Furthermore, in one aspect of the cell culture method according to the present disclosure, the cell culture method may include: generating the second cell by infecting the first cell with a virus, by supplying, after the extracting and before the culturing, a third liquid to the culture vessel, the third liquid including a viral vector, wherein in the generating of the second cell, the attraction of the first cell by the magnetic force may be stopped.

This makes it possible to, in the culture vessel, change the first cells into the second cells.

Furthermore, in one aspect of the cell culture method according to the present disclosure, in the generating of the second cell, the culture vessel may be oscillated.

This makes it possible to, in the culture vessel, efficiently generate the second cells.

Furthermore, in one aspect of the cell culture method according to the present disclosure, the first cell may be a hematopoietic stem cell, the first liquid that includes the first cell may be blood, and the second cell may be an induced pluripotent stem (iPS) cell.

This configuration makes it possible to perform, using the same single culture vessel, the extraction of hematopoietic stem cells from blood and the culturing of iPS cells generated from the hematopoietic stem cells.
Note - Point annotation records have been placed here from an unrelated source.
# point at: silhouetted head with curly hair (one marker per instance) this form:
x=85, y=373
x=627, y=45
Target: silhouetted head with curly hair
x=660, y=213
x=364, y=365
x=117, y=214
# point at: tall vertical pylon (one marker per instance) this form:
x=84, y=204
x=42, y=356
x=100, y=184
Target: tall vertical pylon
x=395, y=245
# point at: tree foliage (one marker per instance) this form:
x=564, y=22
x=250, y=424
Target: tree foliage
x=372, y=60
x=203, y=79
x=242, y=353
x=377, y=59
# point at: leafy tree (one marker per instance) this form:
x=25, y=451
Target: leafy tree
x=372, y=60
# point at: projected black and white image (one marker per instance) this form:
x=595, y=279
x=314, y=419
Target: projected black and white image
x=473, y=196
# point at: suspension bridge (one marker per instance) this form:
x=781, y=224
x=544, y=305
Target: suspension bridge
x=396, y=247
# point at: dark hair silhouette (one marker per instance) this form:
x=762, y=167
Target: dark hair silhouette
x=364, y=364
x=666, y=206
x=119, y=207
Furthermore, one aspect of the cell culture device according to the present disclosure is a cell culture device configured to: extract, in a culture vessel holding a liquid that includes a first cell to which a magnetic particle is attached, the first cell by discharging the liquid from the culture vessel while the first cell is attracted to the culture vessel by magnetic force; and culture, in the culture vessel, a second cell generated in the culture vessel from the first cell extracted.

Thus, in the cell culture device according to the present disclosure, the first cells from which the second cells are generated are extracted in the culture vessel in which the second cells that serve as the targets are cultured. In other words, the extracting of the first cells from the first liquid and the culturing of the second cells obtained from the first cells are performed using the same culture vessel. This makes it possible to efficiently culture the second cells that serve as the targets.